Why is the RipRow™ deck flat?

Cyclists often ask us why the RipRow™ doesn’t have crank arms that rotate like on a real bike.

The answer: We want you to ride perfectly and safely. 

Every day at the bike parks and trails in Colorado and beyond, we see riders with their weight too far forward or backward, and they don’t even know it. As a result, they get thrown forward off jumps, they cartwheel through rock gardens, and they stop dead on technical climbs. As a mountain bike skills coach, I can see the issue from a mile away. 

What is the issue? Simply put, people are not balanced on both of their feet. When I see a rider with one of his feet below the other, I know he (usually he) doesn’t have a solid connection to his bike, and a crash is inevitable. 

When you look at great riders, you will see a Triangle of Awesome: a perfect isosceles triangle between the pedals and knees. This drives your weight into the middle of the bike, evenly though both feet, and it drives the beautiful violence to your strong hip muscles. (If your quads burn on downhills, you have a Triangle of Mediocre).  

The more solid your triangle, the more solid your shred. Period.

But this riding position requires a strong core, mobile hamstrings and flexible ankles. That’s why we practice off the bike. 

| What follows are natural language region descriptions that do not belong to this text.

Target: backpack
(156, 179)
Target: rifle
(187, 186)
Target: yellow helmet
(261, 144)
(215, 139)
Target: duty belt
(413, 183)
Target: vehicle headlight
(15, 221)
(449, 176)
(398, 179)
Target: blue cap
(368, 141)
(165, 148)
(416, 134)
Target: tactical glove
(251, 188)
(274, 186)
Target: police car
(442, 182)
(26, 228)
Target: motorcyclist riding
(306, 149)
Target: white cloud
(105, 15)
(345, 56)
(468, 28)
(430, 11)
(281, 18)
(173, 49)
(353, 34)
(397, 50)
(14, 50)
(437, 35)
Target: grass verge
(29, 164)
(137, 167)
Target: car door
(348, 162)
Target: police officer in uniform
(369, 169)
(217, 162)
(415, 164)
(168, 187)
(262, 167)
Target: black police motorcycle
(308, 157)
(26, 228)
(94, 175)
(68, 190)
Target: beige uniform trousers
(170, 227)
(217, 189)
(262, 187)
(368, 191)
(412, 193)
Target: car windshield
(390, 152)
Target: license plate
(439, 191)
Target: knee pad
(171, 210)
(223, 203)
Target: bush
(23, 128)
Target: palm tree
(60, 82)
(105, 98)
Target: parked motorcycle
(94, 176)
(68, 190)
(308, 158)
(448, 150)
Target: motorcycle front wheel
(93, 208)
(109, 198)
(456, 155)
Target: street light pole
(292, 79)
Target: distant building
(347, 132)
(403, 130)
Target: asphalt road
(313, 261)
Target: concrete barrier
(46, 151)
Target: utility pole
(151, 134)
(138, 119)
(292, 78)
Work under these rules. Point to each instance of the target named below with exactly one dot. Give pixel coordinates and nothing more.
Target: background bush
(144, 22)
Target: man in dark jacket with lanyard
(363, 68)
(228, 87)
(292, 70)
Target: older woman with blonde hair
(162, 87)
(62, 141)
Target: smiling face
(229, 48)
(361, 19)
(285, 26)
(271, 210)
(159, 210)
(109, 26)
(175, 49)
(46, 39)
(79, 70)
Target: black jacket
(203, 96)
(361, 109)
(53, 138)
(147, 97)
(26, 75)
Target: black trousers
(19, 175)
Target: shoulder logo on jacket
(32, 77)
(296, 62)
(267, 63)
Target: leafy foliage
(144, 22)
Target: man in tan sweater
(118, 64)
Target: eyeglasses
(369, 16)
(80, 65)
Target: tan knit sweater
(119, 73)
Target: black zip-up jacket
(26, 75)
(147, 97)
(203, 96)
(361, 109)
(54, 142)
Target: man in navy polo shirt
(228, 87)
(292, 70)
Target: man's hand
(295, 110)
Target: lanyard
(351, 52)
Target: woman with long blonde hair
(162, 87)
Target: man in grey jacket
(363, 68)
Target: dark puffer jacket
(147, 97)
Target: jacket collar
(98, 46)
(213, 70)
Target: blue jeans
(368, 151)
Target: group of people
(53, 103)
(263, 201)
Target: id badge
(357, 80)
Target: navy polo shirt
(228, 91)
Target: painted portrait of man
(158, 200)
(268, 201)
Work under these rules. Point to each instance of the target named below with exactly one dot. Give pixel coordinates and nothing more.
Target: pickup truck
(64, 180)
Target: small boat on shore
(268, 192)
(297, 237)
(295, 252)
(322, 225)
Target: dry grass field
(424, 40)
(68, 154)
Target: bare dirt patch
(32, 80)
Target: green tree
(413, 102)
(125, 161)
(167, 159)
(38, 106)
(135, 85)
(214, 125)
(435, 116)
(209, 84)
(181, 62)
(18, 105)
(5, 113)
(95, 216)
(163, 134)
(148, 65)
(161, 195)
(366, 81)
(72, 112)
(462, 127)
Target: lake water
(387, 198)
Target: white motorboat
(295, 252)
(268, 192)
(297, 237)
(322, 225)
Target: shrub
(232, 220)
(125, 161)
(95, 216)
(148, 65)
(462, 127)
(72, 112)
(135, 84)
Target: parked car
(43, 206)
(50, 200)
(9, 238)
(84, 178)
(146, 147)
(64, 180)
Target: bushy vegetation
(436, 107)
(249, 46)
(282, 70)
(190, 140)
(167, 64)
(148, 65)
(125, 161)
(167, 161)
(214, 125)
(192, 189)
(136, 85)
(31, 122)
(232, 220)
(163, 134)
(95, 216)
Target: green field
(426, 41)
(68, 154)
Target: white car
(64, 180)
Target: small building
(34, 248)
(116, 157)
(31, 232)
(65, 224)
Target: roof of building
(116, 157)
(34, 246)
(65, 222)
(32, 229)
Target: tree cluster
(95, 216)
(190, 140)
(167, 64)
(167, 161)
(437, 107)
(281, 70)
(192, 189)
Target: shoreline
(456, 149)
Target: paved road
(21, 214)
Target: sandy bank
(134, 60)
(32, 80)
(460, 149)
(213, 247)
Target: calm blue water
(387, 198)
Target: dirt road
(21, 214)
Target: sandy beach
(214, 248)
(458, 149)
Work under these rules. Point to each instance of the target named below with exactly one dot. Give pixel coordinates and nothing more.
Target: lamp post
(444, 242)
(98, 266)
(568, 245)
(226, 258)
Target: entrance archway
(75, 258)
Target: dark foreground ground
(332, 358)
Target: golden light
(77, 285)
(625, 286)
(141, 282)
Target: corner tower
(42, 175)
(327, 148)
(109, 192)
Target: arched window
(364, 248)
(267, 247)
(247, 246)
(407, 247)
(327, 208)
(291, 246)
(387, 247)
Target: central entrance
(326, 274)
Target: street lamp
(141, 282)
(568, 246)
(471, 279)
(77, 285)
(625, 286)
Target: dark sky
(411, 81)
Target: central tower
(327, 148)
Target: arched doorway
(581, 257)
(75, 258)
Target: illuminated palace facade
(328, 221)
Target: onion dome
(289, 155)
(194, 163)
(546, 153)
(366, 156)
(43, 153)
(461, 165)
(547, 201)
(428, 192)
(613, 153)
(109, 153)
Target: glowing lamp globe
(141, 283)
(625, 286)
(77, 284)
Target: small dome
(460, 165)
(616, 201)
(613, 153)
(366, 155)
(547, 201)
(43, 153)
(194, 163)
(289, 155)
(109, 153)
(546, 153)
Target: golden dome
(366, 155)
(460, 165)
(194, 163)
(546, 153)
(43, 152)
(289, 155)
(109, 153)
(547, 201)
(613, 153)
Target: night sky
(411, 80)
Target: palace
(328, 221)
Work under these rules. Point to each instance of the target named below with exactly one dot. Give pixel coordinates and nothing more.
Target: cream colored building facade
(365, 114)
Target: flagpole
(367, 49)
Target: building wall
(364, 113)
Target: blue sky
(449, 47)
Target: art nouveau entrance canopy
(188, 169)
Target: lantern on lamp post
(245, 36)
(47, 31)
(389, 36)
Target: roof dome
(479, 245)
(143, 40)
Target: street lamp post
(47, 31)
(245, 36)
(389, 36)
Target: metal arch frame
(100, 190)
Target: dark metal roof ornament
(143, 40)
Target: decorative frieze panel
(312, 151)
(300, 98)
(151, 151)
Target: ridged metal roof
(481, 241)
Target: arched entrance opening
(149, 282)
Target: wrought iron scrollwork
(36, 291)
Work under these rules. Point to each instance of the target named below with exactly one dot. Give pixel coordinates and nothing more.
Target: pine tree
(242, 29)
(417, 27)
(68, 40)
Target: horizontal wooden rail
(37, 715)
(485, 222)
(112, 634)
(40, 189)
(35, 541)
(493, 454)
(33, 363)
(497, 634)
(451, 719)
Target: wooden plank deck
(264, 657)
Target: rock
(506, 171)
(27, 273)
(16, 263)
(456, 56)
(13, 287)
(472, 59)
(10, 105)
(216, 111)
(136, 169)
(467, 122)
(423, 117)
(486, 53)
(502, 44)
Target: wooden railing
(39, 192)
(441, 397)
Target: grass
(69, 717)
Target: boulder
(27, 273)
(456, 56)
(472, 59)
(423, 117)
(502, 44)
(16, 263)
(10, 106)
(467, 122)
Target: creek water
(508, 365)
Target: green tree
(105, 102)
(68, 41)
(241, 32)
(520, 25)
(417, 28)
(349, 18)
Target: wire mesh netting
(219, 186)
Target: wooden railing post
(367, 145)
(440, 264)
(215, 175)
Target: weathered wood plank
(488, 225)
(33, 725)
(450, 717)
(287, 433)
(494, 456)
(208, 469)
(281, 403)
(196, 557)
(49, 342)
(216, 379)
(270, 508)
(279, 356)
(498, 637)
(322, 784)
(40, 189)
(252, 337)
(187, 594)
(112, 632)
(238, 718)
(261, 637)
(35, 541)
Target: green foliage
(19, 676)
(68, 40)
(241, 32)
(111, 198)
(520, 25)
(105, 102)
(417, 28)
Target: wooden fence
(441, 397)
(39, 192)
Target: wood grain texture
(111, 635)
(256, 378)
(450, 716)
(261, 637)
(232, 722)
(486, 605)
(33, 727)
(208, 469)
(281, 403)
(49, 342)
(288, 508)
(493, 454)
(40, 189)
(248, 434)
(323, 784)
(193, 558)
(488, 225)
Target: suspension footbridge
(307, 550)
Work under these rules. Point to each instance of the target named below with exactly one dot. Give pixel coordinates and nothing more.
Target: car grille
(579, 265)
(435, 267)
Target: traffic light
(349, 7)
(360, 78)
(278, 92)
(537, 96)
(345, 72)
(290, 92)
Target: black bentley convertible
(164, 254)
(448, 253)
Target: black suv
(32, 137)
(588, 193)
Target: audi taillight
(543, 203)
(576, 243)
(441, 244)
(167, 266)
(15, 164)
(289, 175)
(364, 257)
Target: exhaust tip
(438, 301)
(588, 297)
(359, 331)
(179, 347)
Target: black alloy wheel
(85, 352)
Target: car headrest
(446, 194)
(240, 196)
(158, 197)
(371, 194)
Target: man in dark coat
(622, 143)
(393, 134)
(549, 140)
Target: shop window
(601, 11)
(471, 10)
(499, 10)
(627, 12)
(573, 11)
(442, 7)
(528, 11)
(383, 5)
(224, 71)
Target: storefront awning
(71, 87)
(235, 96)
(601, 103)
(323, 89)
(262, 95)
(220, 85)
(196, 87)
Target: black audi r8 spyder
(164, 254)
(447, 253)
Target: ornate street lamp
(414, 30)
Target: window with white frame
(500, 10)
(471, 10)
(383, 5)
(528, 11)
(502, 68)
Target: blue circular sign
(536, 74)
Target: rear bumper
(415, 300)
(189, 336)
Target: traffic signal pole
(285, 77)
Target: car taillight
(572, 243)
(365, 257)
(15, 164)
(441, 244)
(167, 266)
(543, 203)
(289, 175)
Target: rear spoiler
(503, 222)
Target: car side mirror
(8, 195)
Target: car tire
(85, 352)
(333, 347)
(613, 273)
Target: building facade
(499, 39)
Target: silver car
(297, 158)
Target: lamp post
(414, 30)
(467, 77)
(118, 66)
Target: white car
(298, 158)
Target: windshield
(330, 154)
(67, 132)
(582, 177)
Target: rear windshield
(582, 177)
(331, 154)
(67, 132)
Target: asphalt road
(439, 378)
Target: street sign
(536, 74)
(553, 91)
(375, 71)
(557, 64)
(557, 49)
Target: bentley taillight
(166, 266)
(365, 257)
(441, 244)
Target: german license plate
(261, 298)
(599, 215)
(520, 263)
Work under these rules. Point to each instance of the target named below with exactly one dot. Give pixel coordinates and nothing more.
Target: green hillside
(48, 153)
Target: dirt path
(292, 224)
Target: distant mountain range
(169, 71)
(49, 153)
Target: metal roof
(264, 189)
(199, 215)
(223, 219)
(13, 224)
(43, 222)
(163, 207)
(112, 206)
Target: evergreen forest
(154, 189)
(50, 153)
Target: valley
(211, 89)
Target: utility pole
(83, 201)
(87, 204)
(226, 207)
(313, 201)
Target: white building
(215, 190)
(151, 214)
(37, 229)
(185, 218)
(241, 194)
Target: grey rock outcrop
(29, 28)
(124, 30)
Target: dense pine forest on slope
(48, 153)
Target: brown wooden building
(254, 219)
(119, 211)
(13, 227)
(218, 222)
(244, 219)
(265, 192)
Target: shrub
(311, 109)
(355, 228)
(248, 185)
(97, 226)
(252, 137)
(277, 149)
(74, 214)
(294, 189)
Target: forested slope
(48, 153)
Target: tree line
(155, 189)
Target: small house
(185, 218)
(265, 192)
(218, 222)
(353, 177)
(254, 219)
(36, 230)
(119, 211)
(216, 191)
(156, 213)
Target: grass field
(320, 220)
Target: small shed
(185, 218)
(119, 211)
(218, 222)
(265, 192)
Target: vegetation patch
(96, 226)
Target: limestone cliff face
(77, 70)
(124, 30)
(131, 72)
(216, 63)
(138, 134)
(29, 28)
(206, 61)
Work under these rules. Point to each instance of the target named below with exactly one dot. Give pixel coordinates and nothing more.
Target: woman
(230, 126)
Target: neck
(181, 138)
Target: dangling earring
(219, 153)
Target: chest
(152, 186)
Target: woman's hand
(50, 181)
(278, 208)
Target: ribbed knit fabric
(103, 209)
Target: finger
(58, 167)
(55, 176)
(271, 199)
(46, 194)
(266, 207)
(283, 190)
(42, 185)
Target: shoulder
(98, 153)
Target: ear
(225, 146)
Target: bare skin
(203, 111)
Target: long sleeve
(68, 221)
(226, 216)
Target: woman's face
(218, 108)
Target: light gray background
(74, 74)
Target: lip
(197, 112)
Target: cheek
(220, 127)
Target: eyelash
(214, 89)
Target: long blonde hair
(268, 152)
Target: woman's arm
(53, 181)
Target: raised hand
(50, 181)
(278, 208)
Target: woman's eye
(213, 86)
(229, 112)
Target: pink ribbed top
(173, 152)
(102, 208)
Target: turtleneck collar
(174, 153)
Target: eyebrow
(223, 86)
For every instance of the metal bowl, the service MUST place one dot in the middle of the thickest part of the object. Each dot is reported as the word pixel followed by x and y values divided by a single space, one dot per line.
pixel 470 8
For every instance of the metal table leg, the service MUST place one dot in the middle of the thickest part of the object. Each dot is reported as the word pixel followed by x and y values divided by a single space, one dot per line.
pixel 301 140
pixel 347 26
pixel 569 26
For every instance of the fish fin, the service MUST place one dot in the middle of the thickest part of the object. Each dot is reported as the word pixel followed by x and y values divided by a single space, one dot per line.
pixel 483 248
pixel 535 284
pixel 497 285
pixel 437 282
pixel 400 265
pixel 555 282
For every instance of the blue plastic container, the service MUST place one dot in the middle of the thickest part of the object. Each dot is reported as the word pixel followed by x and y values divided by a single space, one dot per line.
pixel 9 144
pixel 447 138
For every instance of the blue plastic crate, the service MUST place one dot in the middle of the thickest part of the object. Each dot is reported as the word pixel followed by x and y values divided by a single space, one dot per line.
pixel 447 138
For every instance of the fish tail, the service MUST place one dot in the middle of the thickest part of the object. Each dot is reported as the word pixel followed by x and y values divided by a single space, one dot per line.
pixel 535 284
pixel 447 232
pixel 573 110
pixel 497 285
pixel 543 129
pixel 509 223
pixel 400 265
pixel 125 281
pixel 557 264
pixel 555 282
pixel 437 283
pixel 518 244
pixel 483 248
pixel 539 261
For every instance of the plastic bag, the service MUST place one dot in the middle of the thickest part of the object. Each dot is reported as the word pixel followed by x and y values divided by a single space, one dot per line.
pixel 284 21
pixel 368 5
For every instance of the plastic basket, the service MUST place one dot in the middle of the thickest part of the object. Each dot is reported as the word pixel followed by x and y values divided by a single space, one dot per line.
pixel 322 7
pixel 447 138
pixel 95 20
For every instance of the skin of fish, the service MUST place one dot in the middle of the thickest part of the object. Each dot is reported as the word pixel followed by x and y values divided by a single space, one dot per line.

When you RipRow in a bike stance, and you keep the deck perfectly level, every rep programs your body for perfect bike balance. After a surprisingly small number of RipRow™ workouts, you’ll be stronger, fitter and much more balanced (and safer, and faster). 

RipRow™ Factory Pilot Amy Shenton is perfect on the RipRow™ and on her bikes. Notice how her feet are flat on the deck. This takes practice, even for a pro rider like Amy. 

And let's not forget other sports and daily life. Riding a horse, racing motocross, lifting a sofa ... they all require you to manage beautiful violence while balancing on your feet.